To assess physical function, researchers asked patients or their proxies whether the patients needed help with eating, bathing, using the toilet, dressing, getting outside, getting around their home, or getting out of bed. “These activities are essential to independent living, so increased disability in these activities is problematic,” said Ferrante.

They found that in the year after a stay in the ICU, dual-eligible patients had scores for disability that were 28% higher than those of non-dual-eligible patients.

For cognitive function, the research team analyzed patients’ dementia status, based on cognitive assessment scores, interviews with their proxies, or diagnoses by a doctor. They found that dual-eligible patients were nearly 10 times more likely to develop probable dementia after a critical illness than their more socioeconomically advantaged counterparts.

The researchers also assessed symptoms of depression and anxiety but did not observe strong differences in mental health across the two patient groups.

Ferrante said the next step is to figure out what’s driving these disparities. “Why do we see an association with socioeconomic disadvantage when everyone is in the hospital together?”

Snigdha Jain, a postdoctoral fellow at the Yale School of Medicine and lead author of the study, said future work should look at the quality of care delivered in ICUs and after patients are discharged. There is evidence, she said, that socioeconomically disadvantaged patients may not receive the same level of care.

When you look at the general quality of health care, we know that there are hospitals that cater to a larger proportion of the dual-eligible population that do worse on a lot of different quality measures,” Jain said.

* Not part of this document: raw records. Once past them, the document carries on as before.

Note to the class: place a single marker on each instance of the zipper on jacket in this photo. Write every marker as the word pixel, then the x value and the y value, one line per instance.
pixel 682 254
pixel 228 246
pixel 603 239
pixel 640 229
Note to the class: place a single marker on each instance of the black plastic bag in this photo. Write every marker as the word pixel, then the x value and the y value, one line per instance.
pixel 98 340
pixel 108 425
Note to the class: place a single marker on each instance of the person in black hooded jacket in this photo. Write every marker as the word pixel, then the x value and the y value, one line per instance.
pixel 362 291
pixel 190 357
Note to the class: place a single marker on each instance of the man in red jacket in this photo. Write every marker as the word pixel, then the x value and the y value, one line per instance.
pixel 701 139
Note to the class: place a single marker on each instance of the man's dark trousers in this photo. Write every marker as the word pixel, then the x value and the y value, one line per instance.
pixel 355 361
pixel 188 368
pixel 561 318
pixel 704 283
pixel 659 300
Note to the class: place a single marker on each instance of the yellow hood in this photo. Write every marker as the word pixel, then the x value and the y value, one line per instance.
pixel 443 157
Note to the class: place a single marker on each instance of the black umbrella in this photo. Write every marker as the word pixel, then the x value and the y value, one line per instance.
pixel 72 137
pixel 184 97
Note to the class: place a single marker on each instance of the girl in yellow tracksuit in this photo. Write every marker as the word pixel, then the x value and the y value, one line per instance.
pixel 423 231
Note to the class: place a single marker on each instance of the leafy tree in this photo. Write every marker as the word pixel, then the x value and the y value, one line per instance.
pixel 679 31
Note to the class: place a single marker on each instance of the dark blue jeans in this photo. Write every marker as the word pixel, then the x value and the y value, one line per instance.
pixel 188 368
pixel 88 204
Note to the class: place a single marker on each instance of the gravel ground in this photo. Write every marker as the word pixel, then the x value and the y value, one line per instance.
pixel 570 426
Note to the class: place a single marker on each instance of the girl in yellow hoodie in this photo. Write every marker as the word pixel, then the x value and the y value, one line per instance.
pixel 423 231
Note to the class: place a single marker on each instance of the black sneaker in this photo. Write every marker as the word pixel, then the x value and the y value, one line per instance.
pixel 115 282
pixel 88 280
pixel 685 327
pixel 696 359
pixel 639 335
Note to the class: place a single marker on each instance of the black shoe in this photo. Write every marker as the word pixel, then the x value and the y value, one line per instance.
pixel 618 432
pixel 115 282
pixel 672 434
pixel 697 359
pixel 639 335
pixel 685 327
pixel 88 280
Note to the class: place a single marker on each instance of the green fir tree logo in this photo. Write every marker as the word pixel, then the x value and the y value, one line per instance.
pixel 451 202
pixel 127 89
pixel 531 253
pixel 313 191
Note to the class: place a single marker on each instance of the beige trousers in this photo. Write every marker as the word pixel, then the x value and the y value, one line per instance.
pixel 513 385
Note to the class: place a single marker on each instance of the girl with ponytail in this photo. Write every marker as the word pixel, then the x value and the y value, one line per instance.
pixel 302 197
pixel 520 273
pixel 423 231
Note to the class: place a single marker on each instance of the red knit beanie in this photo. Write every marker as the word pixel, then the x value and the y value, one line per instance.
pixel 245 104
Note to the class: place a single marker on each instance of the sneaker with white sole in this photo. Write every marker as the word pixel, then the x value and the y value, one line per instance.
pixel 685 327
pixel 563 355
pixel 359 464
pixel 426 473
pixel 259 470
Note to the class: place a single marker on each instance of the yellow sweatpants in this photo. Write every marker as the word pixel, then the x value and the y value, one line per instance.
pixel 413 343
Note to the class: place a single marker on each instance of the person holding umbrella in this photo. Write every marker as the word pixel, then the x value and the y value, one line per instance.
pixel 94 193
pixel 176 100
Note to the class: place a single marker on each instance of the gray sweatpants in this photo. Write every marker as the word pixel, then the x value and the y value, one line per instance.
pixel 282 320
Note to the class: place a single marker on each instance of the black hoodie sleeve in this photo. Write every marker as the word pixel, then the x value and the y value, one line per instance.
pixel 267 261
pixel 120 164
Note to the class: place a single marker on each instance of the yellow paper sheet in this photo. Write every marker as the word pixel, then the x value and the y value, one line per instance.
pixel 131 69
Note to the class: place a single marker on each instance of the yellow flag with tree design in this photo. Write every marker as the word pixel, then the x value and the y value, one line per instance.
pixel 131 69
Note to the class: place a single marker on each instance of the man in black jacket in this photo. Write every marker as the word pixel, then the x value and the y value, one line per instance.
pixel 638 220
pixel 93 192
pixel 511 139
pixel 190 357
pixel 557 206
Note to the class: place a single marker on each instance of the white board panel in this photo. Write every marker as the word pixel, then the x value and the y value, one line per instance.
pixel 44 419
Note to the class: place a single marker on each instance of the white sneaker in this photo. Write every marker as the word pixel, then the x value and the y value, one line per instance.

Similarly, home health agencies and nursing homes that serve more dual-eligible patients have lower rankings than those that do not, which means socioeconomically disadvantaged older adults may be receiving poorer rehabilitation and recovery care once they’re discharged from the hospital, she said.

To investigate these structural issues, Jain is now studying the role rehabilitation plays in the health outcomes of older patients. “Rehabilitation has been shown to be instrumental in improving function,” she said. “We’ll be looking into whether socioeconomically disadvantaged patients are getting adequate rehab and whether there are differences in rehab programs that may explain these health disparities.”

Uncovering and addressing the underlying causes is key, say the researchers. The elderly population is growing and the U.S. Census Bureau projects the United States will have more than 85 million people 65 years of age or older by 2050, almost double what it was in 2012 (43 million). Ferrante says that with more older adults and worsening income inequality, the disparities uncovered in this study could get worse and have severe downstream implications.

If you come out of an ICU and you cannot recover your physical or cognitive function in the year afterwards, chances are that’s going to lead to loss of independence, more nursing home stays, increased health care costs, and, possibly, more readmissions and hospitalizations that are bad for the patient and bad for the health care system at large,” she said.

In the meantime, said Jain, hospitals should do more to ensure socioeconomically disadvantaged older adults have the support they need to recover after a critical illness. “We have identified this population that’s doing worse,” she said. “We need to pay attention to them.”